Quinoa and Roasted Veggies (or, what to do with all the remnants of the CSA box)

A few weeks ago, I attended “Apples in the Orchard,” a potluck/ cider press on this darling Island on which I grew up. Like most potlucks I go to, I wanted to make a dish that could feed a lot, tasted great, and didn’t cost much. I also wanted to use up all the little remnants of vegetables in the fridge from my mother’s CSA subscription that had yet to find a dish. There were a few yellow squash, some chard, mustard greens, and a red pepper. After 15 minutes of standing in front of an open fridge, ignoring my mother’s voice in my head going “Close the door! You’re wasting energy and killing the planet!” I decided to fall back on my trusted standby “I don’t know what the hell to do with these veggies!” dish. Roasted veggies and quinoa. Fast, simple, and fucking delish! Bring it to a potluck and your omni friends minds will be blown, or just make a batch and eat the leftovers for lunch throughout the week. 

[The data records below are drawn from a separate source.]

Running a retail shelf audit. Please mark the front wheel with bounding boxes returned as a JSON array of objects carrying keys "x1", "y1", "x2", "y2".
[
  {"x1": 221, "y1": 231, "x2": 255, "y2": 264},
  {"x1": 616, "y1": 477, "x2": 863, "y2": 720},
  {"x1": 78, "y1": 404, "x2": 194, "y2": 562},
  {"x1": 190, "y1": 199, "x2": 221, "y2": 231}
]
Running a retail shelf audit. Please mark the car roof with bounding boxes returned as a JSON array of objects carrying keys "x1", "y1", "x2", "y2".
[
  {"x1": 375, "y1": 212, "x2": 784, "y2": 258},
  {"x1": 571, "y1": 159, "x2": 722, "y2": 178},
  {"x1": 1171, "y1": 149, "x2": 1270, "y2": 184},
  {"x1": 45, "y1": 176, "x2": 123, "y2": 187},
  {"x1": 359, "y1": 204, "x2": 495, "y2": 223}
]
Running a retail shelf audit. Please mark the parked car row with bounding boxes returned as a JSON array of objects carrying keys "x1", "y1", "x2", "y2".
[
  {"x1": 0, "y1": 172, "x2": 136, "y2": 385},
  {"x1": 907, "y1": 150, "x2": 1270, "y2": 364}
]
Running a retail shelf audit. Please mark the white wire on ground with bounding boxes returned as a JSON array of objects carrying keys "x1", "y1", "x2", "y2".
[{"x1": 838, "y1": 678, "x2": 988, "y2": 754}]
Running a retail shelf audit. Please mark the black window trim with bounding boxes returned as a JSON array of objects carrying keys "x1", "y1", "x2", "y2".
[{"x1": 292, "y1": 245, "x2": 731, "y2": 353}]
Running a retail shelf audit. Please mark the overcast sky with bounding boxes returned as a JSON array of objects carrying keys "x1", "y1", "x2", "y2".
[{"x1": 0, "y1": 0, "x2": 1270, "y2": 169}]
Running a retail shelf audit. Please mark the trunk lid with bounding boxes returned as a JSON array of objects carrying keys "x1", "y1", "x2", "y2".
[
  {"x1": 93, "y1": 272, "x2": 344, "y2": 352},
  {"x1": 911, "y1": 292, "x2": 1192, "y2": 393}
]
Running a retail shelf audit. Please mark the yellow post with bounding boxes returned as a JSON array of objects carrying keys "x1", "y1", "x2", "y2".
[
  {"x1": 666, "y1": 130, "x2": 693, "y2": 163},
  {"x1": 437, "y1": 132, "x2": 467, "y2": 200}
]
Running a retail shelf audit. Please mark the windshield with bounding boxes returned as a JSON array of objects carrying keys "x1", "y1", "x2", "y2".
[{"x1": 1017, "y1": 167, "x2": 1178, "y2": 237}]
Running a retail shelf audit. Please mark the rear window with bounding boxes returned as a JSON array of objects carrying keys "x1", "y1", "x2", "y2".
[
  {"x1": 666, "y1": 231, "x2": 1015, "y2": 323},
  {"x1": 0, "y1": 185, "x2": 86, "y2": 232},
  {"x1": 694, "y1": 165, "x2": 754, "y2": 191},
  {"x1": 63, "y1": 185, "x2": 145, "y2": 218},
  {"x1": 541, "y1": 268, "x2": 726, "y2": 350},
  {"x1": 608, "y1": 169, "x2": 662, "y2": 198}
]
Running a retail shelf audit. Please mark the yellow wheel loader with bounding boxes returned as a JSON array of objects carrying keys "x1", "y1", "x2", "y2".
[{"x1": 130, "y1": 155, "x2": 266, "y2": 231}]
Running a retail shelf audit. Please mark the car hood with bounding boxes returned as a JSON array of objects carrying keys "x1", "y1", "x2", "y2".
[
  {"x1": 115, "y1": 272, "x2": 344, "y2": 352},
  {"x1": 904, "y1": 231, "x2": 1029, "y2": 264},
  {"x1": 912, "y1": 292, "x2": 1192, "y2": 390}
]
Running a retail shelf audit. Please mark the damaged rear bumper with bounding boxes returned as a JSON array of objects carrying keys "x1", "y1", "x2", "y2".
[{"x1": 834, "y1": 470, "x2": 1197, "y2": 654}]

Roasted Veggies and Quinoa
For a potluck, I double the recipe
Enough veggies to fill up a large casserole pan (about 8 cups. The veggies should be heaped into the pan) I generally use about 2 bunches of bitter greens, and 2 cups of cherry or grape tomatoes. Then I just add in whatever I have laying around. Root vegetables, squash, peppers… really, this will work with just about anything.
2 cloves chopped garlic
2 faux sausages, chopped (I generally use Field Roast. Apple Sage if I have a lot of bitter greens, but chipotle and Italian are good too. Just depends on your veggies)
Olive oil to coat. No more than a few tsp should do.
Salt and pepper to taste
1 cup dry quinoa
Set oven to 350 degrees. In a large bowl, mix vegetables (sans squash or other water heavy veggies. See note below), garlic, faux sausage, salt and pepper. Spread in a large baking pan and roast in the oven for 35-45 min. While the veggies are roasting, make the quinoa. Once both are done, mix together until quinoa is well incorporated.

Roast squash separately, as it will get watery. If it’s in the same pan as the other ingredients, the bitter greens and “sausage” won’t crisp. Or, if you don’t want crispy roasted veggies, go ahead and roast them all together. That’s your prerogative.